What is an accounting transaction and an accounting event?

The word ‘transaction’ is commonly used in business and finance circles. We hear sentences like “how many transactions you did today”, “how much are your monthly transactions”, “What is the value of this transaction” and “I have not done any transaction recently” etc.

If we try to put a formal definition of a transaction, it would be something like this:

“a transaction is a performance of a deal between two or more parties having a financial impact which can be measured reliably.”

An easy example would be: Company Dokia purchases one laptop from Walmart for $500 on cash.

Now, we need to dig down deep into this definition to understand it’s components:


First of all, it is a ‘performance of a deal’. So, it is not merely entering into a deal or doing an agreement or a contract. Instead, the transaction is an ‘actual performance’ of that agreement or arrangement. Just entering into a contract would not be considered as a transaction.
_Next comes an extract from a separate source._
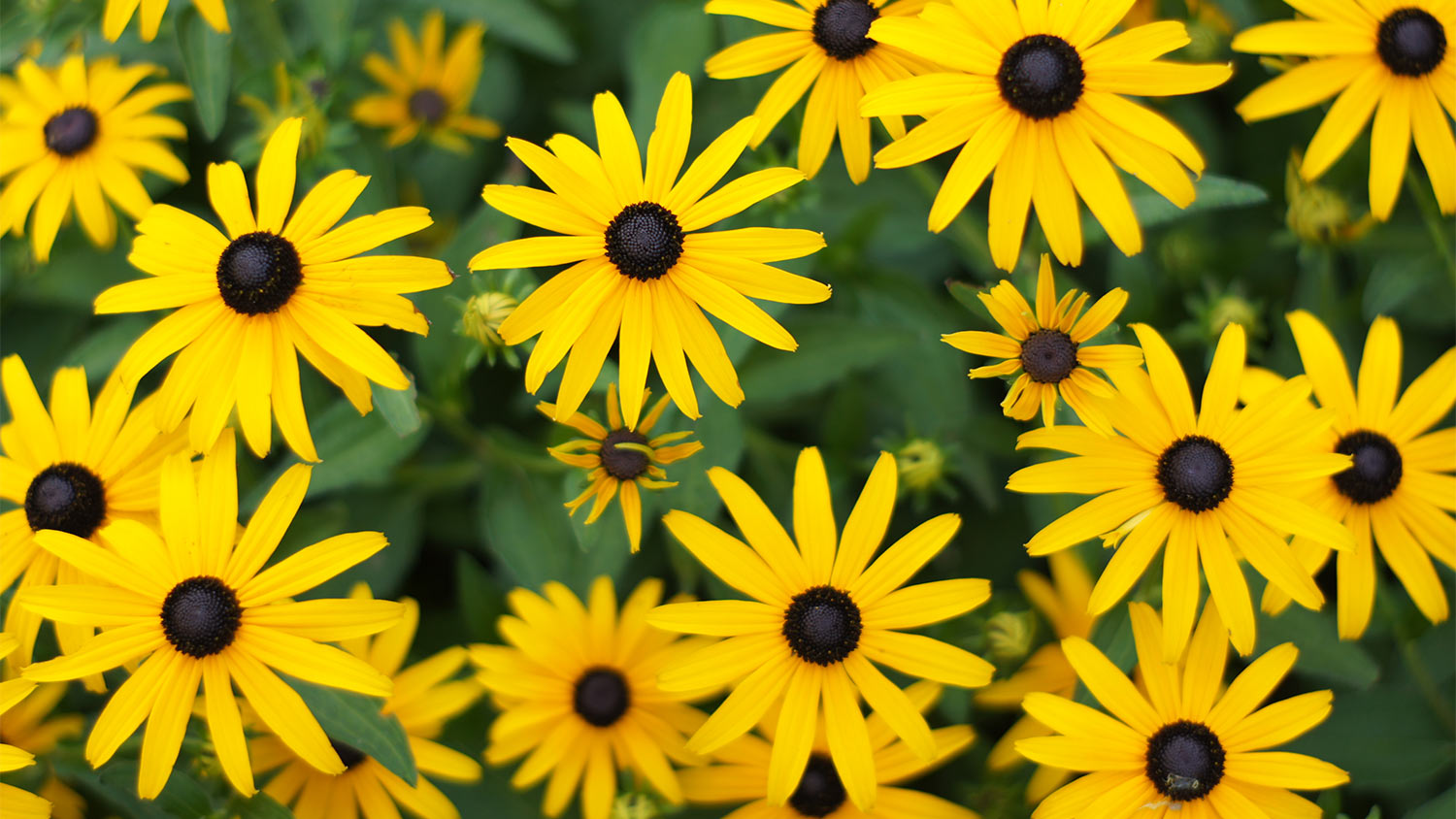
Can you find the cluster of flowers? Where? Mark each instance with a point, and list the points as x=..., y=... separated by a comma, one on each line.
x=134, y=551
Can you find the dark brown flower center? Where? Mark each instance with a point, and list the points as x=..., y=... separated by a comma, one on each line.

The second important point is that it has to be between two parties, at least. One person cannot do a transaction on its own. Let’s say that if sales department borrows a car from the HR department for three months, this cannot be recorded as a transaction in books of accounts of the company, because both departments are under the same organization.

Thirdly, there should be a financial impact. In the above-given example of purchase of laptop from Walmart, there is a financial impact on Company Dokia. However, if there is a deal performed between two entities without any economic impact, then this is not an accounting transaction. For example, Company Dokia makes a deal with Walmart to invite each other’s CEOs at their respective premises and show them around their offices. So, in this deal, there is no (apparent) financial impact. So, this deal of visiting CEOs will not be recorded and considered as an accounting transaction.



It is essential to understand the difference between an accounting transaction and an accounting event. Sometimes, an event may happen, which has a financial impact. So, this event shall also be recorded in the books of accounts of the organization. However, this cannot be termed as a financial transaction. For example, if an employee of company Dokia accidentally drops the laptop purchased from Walmart, this will be considered as an accounting event and will not be considered as an accounting transaction.